Law of the Unconscious Statistician (LOTUS)
E[g(X)] = Σ g(x) · P(X = x) (discrete)
E[g(X)] = ∫ g(x) · f(x) dx (continuous)
Variance and Standard Deviation
The variance Var(X) measures the spread of X around its mean:
Var(X) = E[(X - E[X])²] = E[X²] - (E[X])²
The standard deviation σ(X) = √Var(X).
Properties
- Var(X) ≥ 0
- Var(c) = 0
- Var(aX + b) = a² Var(X)
- If X, Y are independent: Var(X + Y) = Var(X) + Var(Y)
- In general: Var(X + Y) = Var(X) + Var(Y) + 2Cov(X, Y)
Covariance: Cov(X, Y) = E[XY] - E[X]E[Y].
Common Discrete Distributions
Bernoulli(p)
Single trial: X = 1 (success, probability p) or X = 0 (failure, probability 1-p).
E[X] = p, Var(X) = p(1-p)
Binomial(n, p)
Number of successes in n independent Bernoulli trials.
P(X = k) = C(n, k) · pᵏ · (1-p)ⁿ⁻ᵏ, k = 0, 1, ..., n
E[X] = np, Var(X) = np(1-p)
Geometric(p)
Number of trials until the first success.
P(X = k) = (1-p)ᵏ⁻¹ · p, k = 1, 2, 3, ...
E[X] = 1/p, Var(X) = (1-p)/p²
Memoryless property: P(X > s + t | X > s) = P(X > t).
Poisson(λ)
Number of events in a fixed interval (when events occur independently at rate λ).
P(X = k) = e⁻λ · λᵏ / k!, k = 0, 1, 2, ...
E[X] = λ, Var(X) = λ
Approximates Binomial(n, p) when n is large and p is small, with λ = np.
Common Continuous Distributions
Uniform(a, b)
f(x) = 1/(b-a) for a ≤ x ≤ b
E[X] = (a+b)/2, Var(X) = (b-a)²/12
Normal (Gaussian) N(μ, σ²)
f(x) = (1/(σ√(2π))) · e^(-(x-μ)²/(2σ²))
E[X] = μ, Var(X) = σ²
The standard normal Z ~ N(0, 1). Any normal X can be standardized: Z = (X - μ)/σ.
68-95-99.7 rule: Approximately 68% of values within 1σ, 95% within 2σ, 99.7% within 3σ.
Central Limit Theorem: The sum (or average) of many independent RVs tends toward a normal distribution, regardless of the original distribution. This is why the normal distribution appears everywhere.
Exponential(λ)
f(x) = λe⁻λˣ for x ≥ 0
E[X] = 1/λ, Var(X) = 1/λ²
Continuous analog of geometric.

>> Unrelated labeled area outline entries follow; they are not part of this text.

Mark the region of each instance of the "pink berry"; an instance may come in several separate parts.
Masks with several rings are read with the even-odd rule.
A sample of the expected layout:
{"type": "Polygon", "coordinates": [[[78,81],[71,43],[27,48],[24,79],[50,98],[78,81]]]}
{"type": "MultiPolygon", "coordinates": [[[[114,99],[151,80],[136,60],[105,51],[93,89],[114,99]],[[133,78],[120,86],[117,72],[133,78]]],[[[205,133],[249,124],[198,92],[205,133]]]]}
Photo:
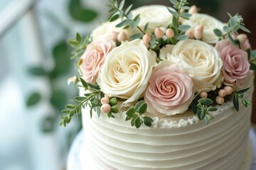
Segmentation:
{"type": "Polygon", "coordinates": [[[233,92],[233,88],[231,86],[225,86],[223,89],[225,91],[227,95],[229,95],[233,92]]]}
{"type": "Polygon", "coordinates": [[[119,33],[113,31],[112,35],[111,35],[111,40],[113,40],[113,41],[117,41],[118,34],[119,34],[119,33]]]}
{"type": "Polygon", "coordinates": [[[107,97],[104,97],[100,100],[102,104],[108,104],[110,103],[110,98],[107,97]]]}
{"type": "Polygon", "coordinates": [[[227,93],[224,89],[221,89],[221,90],[219,91],[218,95],[220,97],[225,97],[227,95],[227,93]]]}
{"type": "Polygon", "coordinates": [[[197,11],[198,11],[198,9],[197,9],[196,6],[193,5],[193,6],[191,6],[191,8],[189,8],[188,13],[191,14],[193,14],[193,13],[197,13],[197,11]]]}
{"type": "Polygon", "coordinates": [[[109,104],[103,104],[100,107],[100,110],[102,113],[108,113],[111,110],[111,106],[109,104]]]}
{"type": "Polygon", "coordinates": [[[161,28],[156,28],[155,29],[155,35],[156,38],[161,38],[164,37],[164,31],[161,28]]]}
{"type": "Polygon", "coordinates": [[[240,34],[238,35],[237,39],[239,40],[240,44],[243,44],[247,40],[247,35],[246,34],[240,34]]]}
{"type": "Polygon", "coordinates": [[[127,38],[127,36],[126,35],[126,34],[124,32],[119,33],[117,35],[117,40],[119,42],[124,41],[124,40],[126,40],[127,38]]]}
{"type": "Polygon", "coordinates": [[[149,43],[149,42],[151,42],[151,38],[149,34],[145,34],[144,35],[143,35],[142,38],[142,40],[145,42],[149,43]]]}
{"type": "Polygon", "coordinates": [[[200,97],[203,98],[206,98],[208,96],[208,94],[206,91],[202,91],[200,93],[200,97]]]}
{"type": "Polygon", "coordinates": [[[172,29],[168,28],[166,31],[166,35],[167,38],[171,38],[174,35],[174,32],[172,29]]]}
{"type": "Polygon", "coordinates": [[[203,37],[203,26],[197,26],[194,30],[194,37],[197,40],[200,40],[203,37]]]}
{"type": "Polygon", "coordinates": [[[217,103],[223,104],[224,103],[224,98],[220,97],[220,96],[218,96],[215,98],[215,101],[216,101],[217,103]]]}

Memoryless: P(X > s + t | X > s) = P(X > t).
Models time between events in a Poisson process.
Real-World Applications
- Algorithm analysis: Expected running time (quicksort: O(n log n) expected), hash table analysis (expected O(1) lookup).

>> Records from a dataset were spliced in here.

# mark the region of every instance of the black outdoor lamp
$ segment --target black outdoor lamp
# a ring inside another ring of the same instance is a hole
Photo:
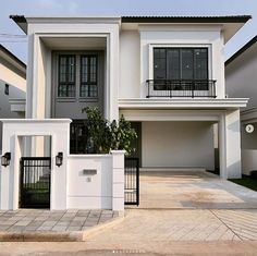
[[[10,164],[10,160],[11,160],[11,153],[5,153],[2,157],[1,157],[1,164],[3,167],[8,167]]]
[[[9,84],[5,84],[4,94],[5,94],[5,95],[9,95]]]
[[[58,153],[58,155],[56,156],[56,164],[60,167],[62,164],[62,160],[63,160],[63,153]]]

- Randomized algorithms: Monte Carlo (may be wrong), Las Vegas (always correct, random time). Probability bounds guarantee performance.
- Machine learning: Naive Bayes classifier uses Bayes' theorem. All probabilistic models rest on these foundations.
- Cryptography: Security proofs bound adversary success probability.
- Systems: Queueing models use Poisson arrivals and exponential service times. Network reliability uses independence.
- A/B testing: Hypothesis testing and confidence intervals use normal distribution and Bayes' theorem.
- Error analysis: Bernoulli trials model bit errors. Binomial gives error counts.